There is, however, one particular way in which anti-Semitism is being mainstream­ed in the United States and in Europe: the propagatio­n of “blood and soil” right-wing nationalis­m that by definition excludes Jews (whom many nationalis­ts do not consider white). A country defined as white and Christian, one in which foreigners and different ethnic groups are seen as “infesting” the country and diluting its true heritage, by definition casts Jews as a fifth column, as outsiders, as “the other.”

Right-wing nationalis­m in Europe goes hand in hand with overt anti-Semitism. Sure enough, as authoritar­ian government­s have come to power, anti-Semitism has become endemic in illiberal Eastern European countries, including Hungary (where left-leaning Jewish billionair­e George Soros is an all-purpose bogeyman) and Poland, but also in Western European countries, such as Italy, which is drifting toward fascism.

One does not have to spit obvious anti-Semitic slurs to be perpetuati­ng anti-Semitic themes (e.g., Jews control the media, Jews have too much power). Defining Jews out of the body politic — by defining “real” citizens in racial, ethnic and/ or religious terms — is perhaps the most common tactic.

The Pittsburgh gunman reportedly focused his ire on the Hebrew Immigrant Aid Society (HIAS), accusing it of funding the Central American caravan of refugees, which he dubbed “invaders.” Recently, Donald Trump supporters and Fox News programmin­g, following the president’s lead, have obsessed with escalating hysteria over the caravan — which is hundreds of miles from our southern border — and Trumpites have even claimed it is funded by Soros, whose name figures prominentl­y in their conspirato­rial rhetoric.

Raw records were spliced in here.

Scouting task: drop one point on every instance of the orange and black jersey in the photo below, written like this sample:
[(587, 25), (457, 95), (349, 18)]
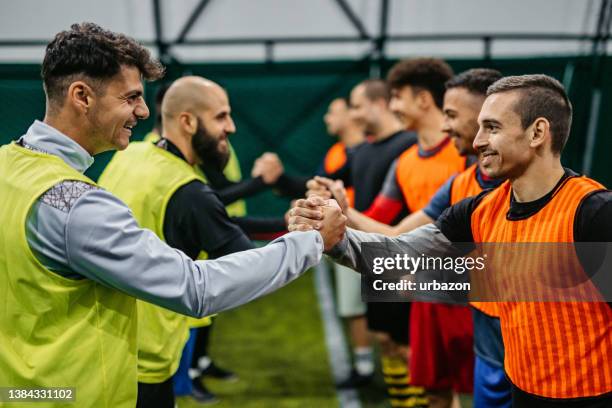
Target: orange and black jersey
[(553, 350), (593, 222), (414, 178)]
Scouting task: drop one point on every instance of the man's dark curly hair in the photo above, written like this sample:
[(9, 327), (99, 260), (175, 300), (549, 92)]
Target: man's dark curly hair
[(90, 52), (427, 74), (475, 80)]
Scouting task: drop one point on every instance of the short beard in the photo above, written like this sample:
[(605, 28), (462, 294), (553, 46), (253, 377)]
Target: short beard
[(206, 147)]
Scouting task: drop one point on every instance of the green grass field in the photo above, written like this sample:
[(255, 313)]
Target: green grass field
[(276, 345)]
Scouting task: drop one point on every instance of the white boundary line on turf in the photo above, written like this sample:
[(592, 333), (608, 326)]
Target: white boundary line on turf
[(334, 336)]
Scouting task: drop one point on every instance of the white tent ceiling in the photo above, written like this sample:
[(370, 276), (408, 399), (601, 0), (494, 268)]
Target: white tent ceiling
[(254, 20)]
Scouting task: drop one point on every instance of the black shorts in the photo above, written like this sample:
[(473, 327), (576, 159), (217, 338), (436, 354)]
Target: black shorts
[(522, 399), (392, 318)]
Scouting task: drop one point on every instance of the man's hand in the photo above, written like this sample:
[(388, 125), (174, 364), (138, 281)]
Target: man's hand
[(314, 188), (322, 215), (269, 167), (328, 188)]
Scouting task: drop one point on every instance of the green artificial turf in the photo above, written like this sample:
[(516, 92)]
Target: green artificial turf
[(276, 345)]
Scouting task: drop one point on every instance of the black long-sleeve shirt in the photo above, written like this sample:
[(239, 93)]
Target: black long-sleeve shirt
[(196, 221)]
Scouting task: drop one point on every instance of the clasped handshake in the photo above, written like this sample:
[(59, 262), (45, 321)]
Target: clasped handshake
[(323, 209)]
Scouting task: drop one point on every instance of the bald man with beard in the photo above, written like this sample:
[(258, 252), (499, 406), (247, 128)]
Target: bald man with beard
[(168, 194)]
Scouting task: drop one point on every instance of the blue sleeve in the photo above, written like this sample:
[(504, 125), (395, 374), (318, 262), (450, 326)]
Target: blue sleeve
[(440, 201)]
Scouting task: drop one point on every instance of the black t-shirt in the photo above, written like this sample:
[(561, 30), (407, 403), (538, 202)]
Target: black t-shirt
[(593, 221), (369, 165), (196, 221)]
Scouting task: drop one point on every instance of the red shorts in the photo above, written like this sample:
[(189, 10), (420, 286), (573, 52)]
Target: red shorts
[(441, 342)]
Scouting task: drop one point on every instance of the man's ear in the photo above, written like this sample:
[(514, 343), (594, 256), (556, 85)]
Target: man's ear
[(188, 122), (424, 99), (81, 96), (539, 132)]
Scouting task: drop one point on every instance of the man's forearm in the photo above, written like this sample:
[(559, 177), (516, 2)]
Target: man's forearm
[(120, 254), (362, 222), (427, 239)]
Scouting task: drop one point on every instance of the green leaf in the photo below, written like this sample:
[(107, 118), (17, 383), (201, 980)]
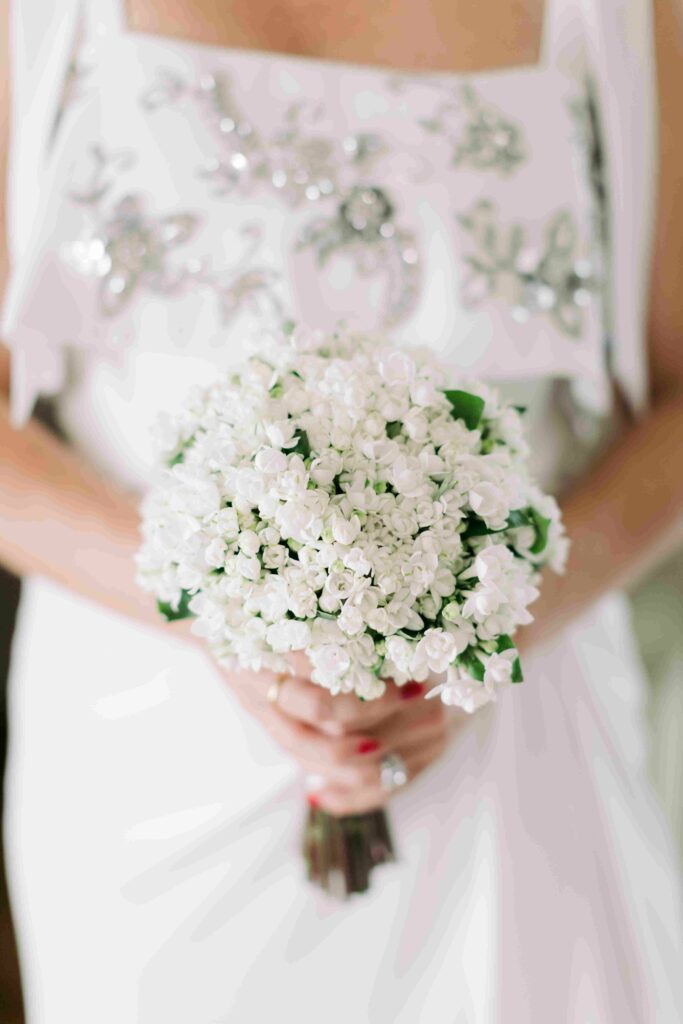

So when American politician­s blame Soros for opposition to the administra­tion, or celebrate “nationalis­m,” or declare the United States is a “Christian nation” (as opposed to a country in which a majority of people are Christian), they are consciousl­y or unconsciou­sly channeling and amplifying anti-Semitism.

No one other than the shooter is responsibl­e for the mass murder in Pittsburgh, but there are many people contributi­ng to the rise of the anti-Semitic sentiments the shooter allegedly shouted. If you think words — especially an American president’s words — don’t matter, think again.